百歳への招待「長寿の源」食材を追う 「アユ」鉄分・カルシウムが豊富

1998.06.10 33号 14面

アユとコイは日本を代表する淡水魚。ともに古くから食べられ、日本人のスタミナの給源とされてきた。淡白さが身上。おいしく、しかもヘルシー、長寿食品としてもお勧めである。

(食品評論家・太木光一)

アユは日本・朝鮮半島・中国・台湾のみにみる特有の魚で、非常に古くから食べられていた。神功皇后が三韓征伐の時、アユを釣って武運を占ったことから「鮎」と書かれるようになったという伝説もある。古事記や日本書記にも出てくるほど古く、日本人に親しまれていた。

アユはマスに似て川で生まれ、幼時は海で育ち、また川に帰ってくる遡河魚。春になると群れをつくって川を遡り、始めは水の中の小さな虫や甲殻類を食べている。やがて歯が生えて、肉食から草食に移り、川底の水あかや石あかを歯でかきとって食べる。

清流に銀鱗をひるがえす姿は初夏の風物詩である。5~6月頃にアユは一○センチほどに成長し若アユと呼ばれる。この頃から棲みよい石あかの多い場所を占有するための激しい縄張り争いが始まる。

漁獲の解禁は成育の状況でマチマチ、多くは6月1日に行われる。形は細長く、色は黄色がかった淡い草色で腹部は白色、ウロコは細かく見た目も美しい。

アユは香魚とも呼ばれ夏の魚。優劣を決めるのは外観よりも腸の香気と渋味、苦味である。味は極めてデリケートで、同じアユでも獲れた川によって大差がある。また同じ川でも下流より上流で獲れた方が味が良いとされている。

豊後の日田川、岡山の旭川、土佐の仁淀川、四国の吉野川などが逸品。そして多く獲れるのは長良川、利根川、神通川など。

アユの旬は7~8月、最も元気で脂の乗りも良い。また秋風が吹くと産卵のため川を下るが、この頃の子持ちアユも賞味される。容姿も良く、味もサッパリして日本人の好みに合い、川魚の王とも呼べよう。

食べ方は塩焼きが一番、熱いうちにタデ酢で食べるのが最高。料理はうねり打ちまたはのぼり串といって、頭と尾がピンとはねたような姿で焼く。この場合、ワタは抜かない。ワタのほのかな味を楽しむためである。

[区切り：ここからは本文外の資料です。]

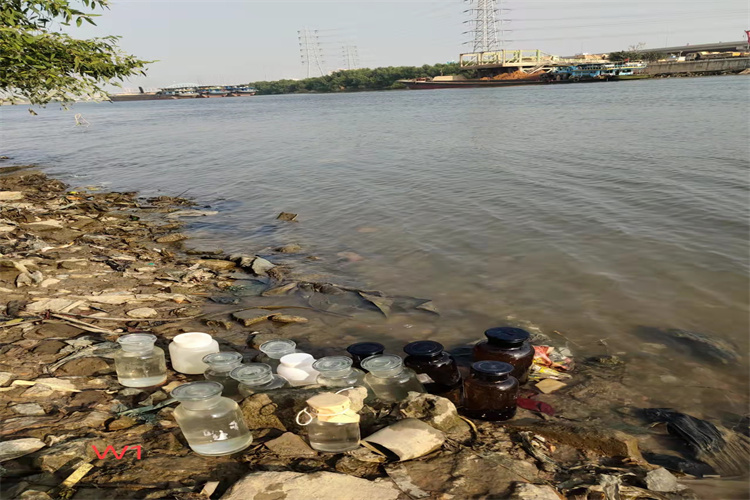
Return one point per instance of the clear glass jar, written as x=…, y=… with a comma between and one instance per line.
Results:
x=491, y=392
x=186, y=352
x=139, y=363
x=363, y=350
x=332, y=426
x=212, y=424
x=273, y=350
x=337, y=372
x=220, y=365
x=257, y=377
x=509, y=345
x=435, y=368
x=389, y=379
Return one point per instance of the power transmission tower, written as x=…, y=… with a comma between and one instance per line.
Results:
x=351, y=57
x=486, y=27
x=311, y=52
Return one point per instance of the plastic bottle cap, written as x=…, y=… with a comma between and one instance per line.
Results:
x=193, y=340
x=424, y=348
x=277, y=348
x=222, y=358
x=382, y=363
x=365, y=349
x=253, y=374
x=507, y=336
x=197, y=391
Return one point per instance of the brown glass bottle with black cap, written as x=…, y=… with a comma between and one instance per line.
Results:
x=510, y=345
x=363, y=350
x=490, y=392
x=435, y=368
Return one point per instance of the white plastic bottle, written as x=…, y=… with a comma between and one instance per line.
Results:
x=187, y=350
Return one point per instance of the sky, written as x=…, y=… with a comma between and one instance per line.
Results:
x=212, y=42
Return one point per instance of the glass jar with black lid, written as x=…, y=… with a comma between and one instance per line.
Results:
x=510, y=345
x=491, y=392
x=435, y=368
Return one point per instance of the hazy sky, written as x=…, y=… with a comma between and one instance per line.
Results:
x=224, y=42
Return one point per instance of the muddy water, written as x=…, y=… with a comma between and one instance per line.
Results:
x=609, y=213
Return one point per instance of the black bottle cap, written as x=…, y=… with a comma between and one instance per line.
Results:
x=492, y=368
x=365, y=349
x=507, y=336
x=424, y=348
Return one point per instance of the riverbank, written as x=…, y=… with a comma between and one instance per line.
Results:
x=80, y=267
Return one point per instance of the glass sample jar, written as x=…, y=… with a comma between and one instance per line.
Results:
x=510, y=345
x=363, y=350
x=138, y=363
x=337, y=372
x=331, y=425
x=212, y=424
x=187, y=350
x=389, y=379
x=220, y=364
x=491, y=391
x=256, y=377
x=435, y=368
x=273, y=350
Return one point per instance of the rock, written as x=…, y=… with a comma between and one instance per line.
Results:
x=662, y=480
x=260, y=413
x=528, y=491
x=29, y=409
x=291, y=248
x=19, y=447
x=250, y=317
x=261, y=266
x=217, y=264
x=437, y=411
x=142, y=313
x=285, y=318
x=171, y=238
x=292, y=446
x=318, y=485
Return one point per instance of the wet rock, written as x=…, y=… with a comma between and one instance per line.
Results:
x=19, y=447
x=142, y=313
x=292, y=446
x=250, y=317
x=299, y=486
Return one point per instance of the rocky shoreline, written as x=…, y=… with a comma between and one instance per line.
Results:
x=79, y=268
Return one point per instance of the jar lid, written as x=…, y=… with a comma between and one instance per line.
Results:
x=492, y=368
x=382, y=363
x=252, y=373
x=193, y=340
x=197, y=391
x=277, y=347
x=424, y=348
x=507, y=336
x=365, y=349
x=223, y=359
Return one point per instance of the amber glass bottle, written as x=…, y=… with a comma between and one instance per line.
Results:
x=510, y=345
x=490, y=392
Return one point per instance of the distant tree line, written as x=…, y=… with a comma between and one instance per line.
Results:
x=353, y=80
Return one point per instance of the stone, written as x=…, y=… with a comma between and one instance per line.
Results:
x=29, y=409
x=662, y=480
x=285, y=318
x=528, y=491
x=292, y=446
x=171, y=238
x=250, y=317
x=19, y=447
x=437, y=411
x=142, y=313
x=318, y=485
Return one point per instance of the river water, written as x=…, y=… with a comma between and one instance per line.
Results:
x=607, y=212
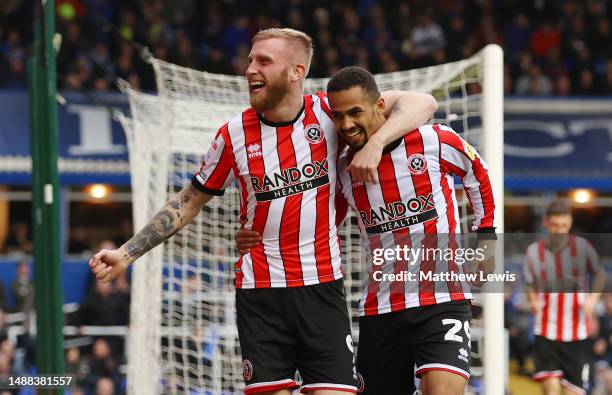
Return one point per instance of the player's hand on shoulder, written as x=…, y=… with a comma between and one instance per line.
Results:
x=364, y=166
x=106, y=265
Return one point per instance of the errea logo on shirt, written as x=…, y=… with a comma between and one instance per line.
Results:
x=254, y=150
x=313, y=133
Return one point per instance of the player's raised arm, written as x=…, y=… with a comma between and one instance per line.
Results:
x=172, y=217
x=458, y=157
x=405, y=111
x=211, y=180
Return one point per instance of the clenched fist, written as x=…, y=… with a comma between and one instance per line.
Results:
x=106, y=265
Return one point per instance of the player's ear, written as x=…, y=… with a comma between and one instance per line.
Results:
x=380, y=104
x=299, y=72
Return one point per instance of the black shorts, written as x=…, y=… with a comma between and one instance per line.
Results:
x=396, y=347
x=305, y=329
x=567, y=360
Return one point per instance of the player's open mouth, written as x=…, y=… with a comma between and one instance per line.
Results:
x=352, y=133
x=256, y=86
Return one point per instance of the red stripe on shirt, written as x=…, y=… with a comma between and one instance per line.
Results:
x=390, y=191
x=560, y=298
x=252, y=135
x=289, y=229
x=422, y=186
x=544, y=323
x=318, y=152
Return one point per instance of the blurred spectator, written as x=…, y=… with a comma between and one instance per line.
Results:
x=564, y=37
x=534, y=83
x=3, y=328
x=22, y=288
x=102, y=306
x=563, y=85
x=545, y=38
x=105, y=386
x=101, y=364
x=604, y=386
x=517, y=36
x=76, y=366
x=19, y=239
x=79, y=241
x=426, y=37
x=4, y=306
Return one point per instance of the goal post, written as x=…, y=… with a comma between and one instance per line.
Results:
x=493, y=152
x=183, y=336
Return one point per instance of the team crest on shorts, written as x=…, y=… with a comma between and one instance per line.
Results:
x=360, y=383
x=247, y=370
x=313, y=133
x=417, y=164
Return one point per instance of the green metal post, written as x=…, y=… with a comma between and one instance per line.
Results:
x=45, y=199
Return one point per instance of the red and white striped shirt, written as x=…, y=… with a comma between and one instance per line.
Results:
x=286, y=173
x=414, y=205
x=560, y=315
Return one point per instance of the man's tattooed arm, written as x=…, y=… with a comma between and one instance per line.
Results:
x=173, y=216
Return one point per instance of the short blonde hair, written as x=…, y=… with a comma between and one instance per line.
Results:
x=295, y=36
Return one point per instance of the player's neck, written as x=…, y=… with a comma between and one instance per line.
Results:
x=557, y=242
x=378, y=122
x=286, y=110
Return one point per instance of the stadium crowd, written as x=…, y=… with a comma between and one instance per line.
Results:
x=551, y=47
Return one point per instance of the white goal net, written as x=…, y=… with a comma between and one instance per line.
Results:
x=183, y=337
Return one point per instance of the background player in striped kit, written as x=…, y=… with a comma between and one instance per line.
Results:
x=282, y=152
x=423, y=323
x=557, y=271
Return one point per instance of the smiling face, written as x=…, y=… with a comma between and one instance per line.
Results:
x=356, y=115
x=269, y=74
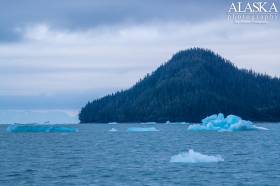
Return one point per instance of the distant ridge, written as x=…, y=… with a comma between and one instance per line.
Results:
x=194, y=83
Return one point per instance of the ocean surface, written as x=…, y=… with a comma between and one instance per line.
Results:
x=96, y=156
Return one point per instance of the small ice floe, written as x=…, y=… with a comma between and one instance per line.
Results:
x=179, y=123
x=113, y=130
x=142, y=129
x=149, y=123
x=195, y=157
x=16, y=128
x=221, y=124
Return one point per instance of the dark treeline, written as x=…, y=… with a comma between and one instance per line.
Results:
x=193, y=84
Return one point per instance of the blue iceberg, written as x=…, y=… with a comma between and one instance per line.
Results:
x=221, y=124
x=142, y=129
x=113, y=130
x=16, y=128
x=195, y=157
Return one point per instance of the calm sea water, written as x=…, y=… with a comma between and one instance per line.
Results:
x=94, y=156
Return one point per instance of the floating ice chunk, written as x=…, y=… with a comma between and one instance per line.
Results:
x=149, y=123
x=220, y=123
x=113, y=130
x=112, y=123
x=194, y=157
x=40, y=128
x=142, y=129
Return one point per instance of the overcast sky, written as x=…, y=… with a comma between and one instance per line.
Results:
x=60, y=54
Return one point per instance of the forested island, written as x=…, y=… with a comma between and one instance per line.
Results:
x=193, y=84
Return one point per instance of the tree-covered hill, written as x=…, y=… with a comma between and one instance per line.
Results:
x=193, y=84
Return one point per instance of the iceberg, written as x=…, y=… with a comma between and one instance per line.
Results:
x=142, y=129
x=149, y=123
x=221, y=124
x=195, y=157
x=15, y=128
x=113, y=130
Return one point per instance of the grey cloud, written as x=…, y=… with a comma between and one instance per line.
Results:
x=84, y=14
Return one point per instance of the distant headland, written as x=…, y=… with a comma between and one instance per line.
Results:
x=193, y=84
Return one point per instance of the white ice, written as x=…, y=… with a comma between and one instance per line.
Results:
x=221, y=124
x=142, y=129
x=194, y=157
x=113, y=130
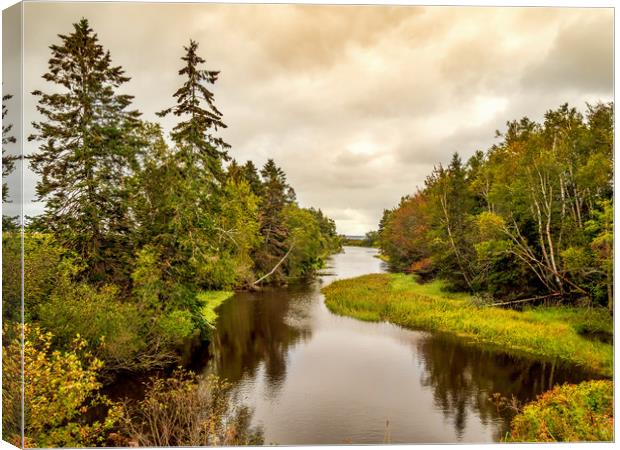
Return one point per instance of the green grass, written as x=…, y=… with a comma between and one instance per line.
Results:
x=546, y=333
x=211, y=300
x=569, y=413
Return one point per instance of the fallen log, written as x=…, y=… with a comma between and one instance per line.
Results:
x=524, y=300
x=274, y=267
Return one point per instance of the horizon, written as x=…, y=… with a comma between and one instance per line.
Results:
x=353, y=114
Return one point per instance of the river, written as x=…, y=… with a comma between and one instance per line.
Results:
x=313, y=377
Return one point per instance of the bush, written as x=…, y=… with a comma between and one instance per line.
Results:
x=60, y=390
x=187, y=410
x=570, y=413
x=112, y=328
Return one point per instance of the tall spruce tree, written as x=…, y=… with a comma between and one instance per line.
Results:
x=199, y=150
x=276, y=195
x=87, y=149
x=8, y=161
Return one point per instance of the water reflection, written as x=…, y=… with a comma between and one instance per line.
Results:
x=252, y=330
x=463, y=379
x=316, y=378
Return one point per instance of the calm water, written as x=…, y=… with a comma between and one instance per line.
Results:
x=316, y=378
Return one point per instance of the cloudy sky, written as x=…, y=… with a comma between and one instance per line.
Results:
x=356, y=103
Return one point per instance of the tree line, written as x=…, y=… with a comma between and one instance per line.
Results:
x=531, y=216
x=135, y=227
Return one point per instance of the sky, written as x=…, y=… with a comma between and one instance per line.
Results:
x=355, y=103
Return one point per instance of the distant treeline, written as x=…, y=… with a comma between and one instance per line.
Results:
x=371, y=239
x=532, y=215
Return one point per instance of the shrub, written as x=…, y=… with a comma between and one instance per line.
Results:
x=60, y=389
x=189, y=410
x=582, y=412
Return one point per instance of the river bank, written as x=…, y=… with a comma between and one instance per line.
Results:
x=549, y=333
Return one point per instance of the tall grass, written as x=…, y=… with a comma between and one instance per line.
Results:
x=568, y=413
x=545, y=332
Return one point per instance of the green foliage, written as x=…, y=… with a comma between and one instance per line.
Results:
x=210, y=301
x=176, y=326
x=114, y=329
x=549, y=333
x=568, y=413
x=61, y=387
x=186, y=410
x=87, y=146
x=199, y=152
x=8, y=161
x=531, y=216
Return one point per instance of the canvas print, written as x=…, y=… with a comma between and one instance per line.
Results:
x=286, y=224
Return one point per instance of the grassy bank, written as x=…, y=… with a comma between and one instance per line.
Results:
x=211, y=300
x=568, y=413
x=555, y=332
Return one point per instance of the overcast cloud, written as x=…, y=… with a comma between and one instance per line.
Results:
x=355, y=103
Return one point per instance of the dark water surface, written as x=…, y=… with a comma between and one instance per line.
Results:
x=316, y=378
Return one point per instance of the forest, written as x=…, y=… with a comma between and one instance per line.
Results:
x=512, y=251
x=143, y=235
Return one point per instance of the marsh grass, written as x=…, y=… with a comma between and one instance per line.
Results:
x=568, y=413
x=543, y=332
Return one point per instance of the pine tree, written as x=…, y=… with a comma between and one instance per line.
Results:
x=8, y=161
x=200, y=151
x=87, y=149
x=276, y=195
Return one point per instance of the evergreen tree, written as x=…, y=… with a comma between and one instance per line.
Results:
x=250, y=172
x=275, y=197
x=200, y=152
x=8, y=162
x=87, y=147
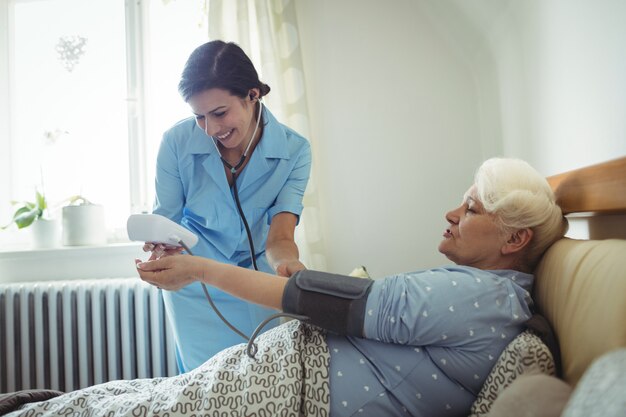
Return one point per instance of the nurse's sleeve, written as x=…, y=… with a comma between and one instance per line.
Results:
x=169, y=198
x=289, y=198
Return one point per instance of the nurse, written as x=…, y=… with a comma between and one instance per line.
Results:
x=234, y=176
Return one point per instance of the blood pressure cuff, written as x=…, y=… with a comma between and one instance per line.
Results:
x=333, y=302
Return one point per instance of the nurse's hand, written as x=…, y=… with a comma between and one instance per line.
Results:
x=287, y=269
x=169, y=272
x=159, y=250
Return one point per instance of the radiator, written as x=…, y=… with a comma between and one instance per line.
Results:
x=66, y=335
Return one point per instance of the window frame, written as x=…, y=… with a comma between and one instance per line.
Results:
x=136, y=22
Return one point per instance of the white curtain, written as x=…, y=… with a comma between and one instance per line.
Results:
x=267, y=31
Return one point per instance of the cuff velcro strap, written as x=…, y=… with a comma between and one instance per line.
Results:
x=333, y=302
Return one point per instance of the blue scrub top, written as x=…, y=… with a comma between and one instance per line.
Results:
x=192, y=190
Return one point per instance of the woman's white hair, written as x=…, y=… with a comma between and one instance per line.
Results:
x=521, y=198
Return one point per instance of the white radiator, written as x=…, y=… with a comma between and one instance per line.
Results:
x=66, y=335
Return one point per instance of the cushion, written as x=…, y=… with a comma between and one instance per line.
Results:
x=579, y=288
x=532, y=395
x=601, y=390
x=525, y=354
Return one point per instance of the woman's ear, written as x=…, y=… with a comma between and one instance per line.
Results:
x=517, y=241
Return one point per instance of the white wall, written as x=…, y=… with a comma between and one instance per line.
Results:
x=407, y=97
x=395, y=131
x=564, y=62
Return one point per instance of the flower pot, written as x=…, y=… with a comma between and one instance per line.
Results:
x=45, y=233
x=83, y=225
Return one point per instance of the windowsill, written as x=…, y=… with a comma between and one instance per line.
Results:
x=70, y=262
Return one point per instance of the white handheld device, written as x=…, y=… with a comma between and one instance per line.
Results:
x=154, y=228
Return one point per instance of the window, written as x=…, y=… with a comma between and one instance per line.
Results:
x=88, y=87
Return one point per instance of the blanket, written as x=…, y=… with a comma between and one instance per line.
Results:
x=289, y=376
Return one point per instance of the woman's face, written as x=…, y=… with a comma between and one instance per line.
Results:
x=227, y=118
x=473, y=238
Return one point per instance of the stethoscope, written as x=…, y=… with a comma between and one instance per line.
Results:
x=251, y=348
x=235, y=174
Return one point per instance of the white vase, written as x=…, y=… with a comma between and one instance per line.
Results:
x=45, y=233
x=83, y=225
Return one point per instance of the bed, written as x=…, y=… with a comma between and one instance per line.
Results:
x=580, y=289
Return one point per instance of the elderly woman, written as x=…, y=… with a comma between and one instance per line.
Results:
x=419, y=343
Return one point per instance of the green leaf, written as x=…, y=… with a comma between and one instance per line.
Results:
x=24, y=217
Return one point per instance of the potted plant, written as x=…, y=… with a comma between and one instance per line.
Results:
x=83, y=223
x=35, y=214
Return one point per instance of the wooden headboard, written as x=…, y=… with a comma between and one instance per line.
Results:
x=599, y=188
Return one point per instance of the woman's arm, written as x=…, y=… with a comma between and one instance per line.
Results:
x=175, y=272
x=281, y=249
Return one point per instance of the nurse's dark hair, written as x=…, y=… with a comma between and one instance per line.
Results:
x=219, y=64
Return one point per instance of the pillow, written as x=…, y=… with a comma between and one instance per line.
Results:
x=600, y=392
x=536, y=395
x=525, y=354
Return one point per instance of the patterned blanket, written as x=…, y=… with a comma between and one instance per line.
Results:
x=289, y=377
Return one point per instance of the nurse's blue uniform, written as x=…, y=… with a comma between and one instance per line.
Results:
x=192, y=190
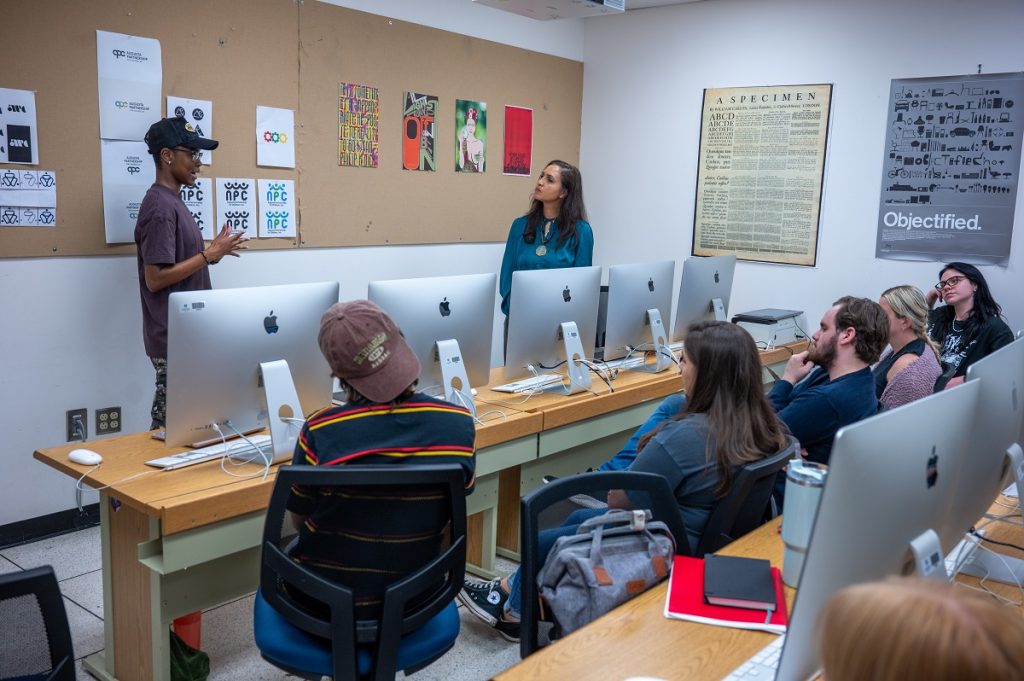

このほか、さんしょの粉を混ぜた味噌をつけて焼く魚田、みりん・砂糖・しょう油で煮た甘露煮、粕漬けなどもある。最近では天ぷらやフライなどにもされている。落ちアユになると白焼きにして干したものを煮びたしなどに。洋風にする場合にはワイン蒸しや、茹でたり、ムニエルなどにしても食べられている。古来から日本各地で獲れるアユは、地方によっていろいろの食べ方があり、最も親しまれている川魚といえよう。

このアユは美容食・長寿食にも向いている。鉄分とカルシウムが多い。鉄分は貧血予防ばかりでなく、疲れやすく物忘れしやすくなる状態になることを防ぐ。脂肪の燃焼を助けてくれるビタミンB2、暑さ疲れの解消に役立つビタミンB1、内臓にたくさん含まれているビタミンAは、ガン予防ビタミンとして注目されている。

何よりも伝統の味として淡白で食べやすいことが利点。各地の河川で獲れるため郷土料理も豊富で、女性やお年寄りに喜ばれる味である。